With Canada’s shortage of children’s cold and flu medication still lingering, parents have other options to help ease symptoms in little ones dealing with coughs, sore throats and the other common ailments of flu season.
Federal Health Minister Jean-Yves Duclos announced Friday that one million bottles arrived in Canada through foreign imports and about 1.1 million units have been produced domestically so far in November.
However, as parents and caregivers wait for those bottles to make their way onto shelves in our province, Manitoba Pediatric Society president Doctor Marni Hanna said there are several treatment alternatives to help ease symptoms.
For starters, Dr. Hanna advises parents of children experiencing fevers not to panic.
“Not all fevers need, medication and a fever is your body’s natural response to getting sick,” she told CTV Morning Live Winnipeg’s Rachel Lagacé in an interview Monday.
“We’re more concerned if fevers are going on for more than five days, or if the child is under three months old, or if they look really sick, dehydrated, or if they’re having trouble breathing.”
Hanna recommends putting a cool cloth on children’s heads, keeping their body temperature down with light clothing and keeping the room cool.
She adds babies with coughs can be treated with saline spray or drops paired with a nasal aspirator to remove mucus. Keeping their heads elevated instead of lying flat will also make breathing and coughing easier.
For older kids, Hanna said the old standbys work well – a humidifier, lots of fluids, plus some extra snuggles.
CHICKEN SOUP? A SLICE OF ONION? WHICH OLD WIVES’ TALES WORK
Meanwhile, there are a few long-held flu remedies that Hanna says have little evidence to back up their lore.
The doctor said classics like chicken soup and a teaspoon of honey can help soothe sore throats.
“I think the reason why people resort to (chicken soup) is because warm fluids in general just feel better on a sore throat and there’s salt in it, so it helps you to maintain your hydration,” she said.

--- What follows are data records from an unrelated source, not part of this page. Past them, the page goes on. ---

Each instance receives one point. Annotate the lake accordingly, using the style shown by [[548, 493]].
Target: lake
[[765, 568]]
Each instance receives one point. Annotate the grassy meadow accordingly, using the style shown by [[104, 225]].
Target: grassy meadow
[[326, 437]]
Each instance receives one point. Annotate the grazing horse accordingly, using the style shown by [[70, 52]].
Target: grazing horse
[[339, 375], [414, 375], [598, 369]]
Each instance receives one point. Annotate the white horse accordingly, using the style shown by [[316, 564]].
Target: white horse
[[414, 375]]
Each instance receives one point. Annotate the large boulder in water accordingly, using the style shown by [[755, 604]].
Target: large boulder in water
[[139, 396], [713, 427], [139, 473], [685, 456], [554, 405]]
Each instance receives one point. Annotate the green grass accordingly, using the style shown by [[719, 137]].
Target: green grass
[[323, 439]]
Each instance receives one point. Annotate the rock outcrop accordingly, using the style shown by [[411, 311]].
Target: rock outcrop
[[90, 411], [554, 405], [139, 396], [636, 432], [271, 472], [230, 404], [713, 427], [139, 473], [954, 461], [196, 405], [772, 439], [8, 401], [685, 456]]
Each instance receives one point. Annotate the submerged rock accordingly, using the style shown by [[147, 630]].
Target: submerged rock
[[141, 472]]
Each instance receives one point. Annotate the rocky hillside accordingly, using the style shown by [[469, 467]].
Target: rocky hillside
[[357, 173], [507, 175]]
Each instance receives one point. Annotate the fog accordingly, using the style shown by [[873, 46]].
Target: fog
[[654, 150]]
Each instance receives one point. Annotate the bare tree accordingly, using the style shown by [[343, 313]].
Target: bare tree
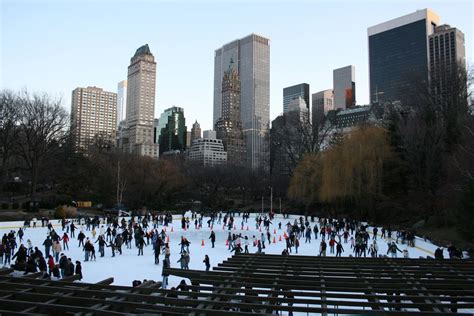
[[8, 132], [296, 134], [42, 132]]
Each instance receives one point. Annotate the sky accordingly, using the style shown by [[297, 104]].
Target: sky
[[56, 46]]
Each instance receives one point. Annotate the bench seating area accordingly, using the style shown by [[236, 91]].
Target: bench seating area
[[249, 284]]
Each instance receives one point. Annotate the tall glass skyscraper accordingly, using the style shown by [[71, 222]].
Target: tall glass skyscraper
[[141, 103], [344, 87], [398, 53], [121, 101], [251, 56], [293, 92], [172, 130]]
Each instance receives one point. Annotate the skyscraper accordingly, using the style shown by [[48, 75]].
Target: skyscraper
[[121, 101], [398, 54], [195, 132], [93, 114], [141, 103], [322, 102], [208, 151], [172, 130], [290, 93], [251, 55], [229, 127], [344, 87], [298, 108], [447, 55]]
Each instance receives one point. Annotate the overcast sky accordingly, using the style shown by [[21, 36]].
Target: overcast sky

Then, there are the more obscure flu treatments that have gained notoriety over the years – like putting Vicks VapoRub on a child’s face or putting a slice of onion on their feet.
“I think parents just want to feel like they’re doing something. We would caution against putting Vicks VapoRub on a child’s face. So definitely avoid putting it on their face. But if you put it on their feet, that maybe it’ll do something, but I doubt it,” Dr. Hanna said.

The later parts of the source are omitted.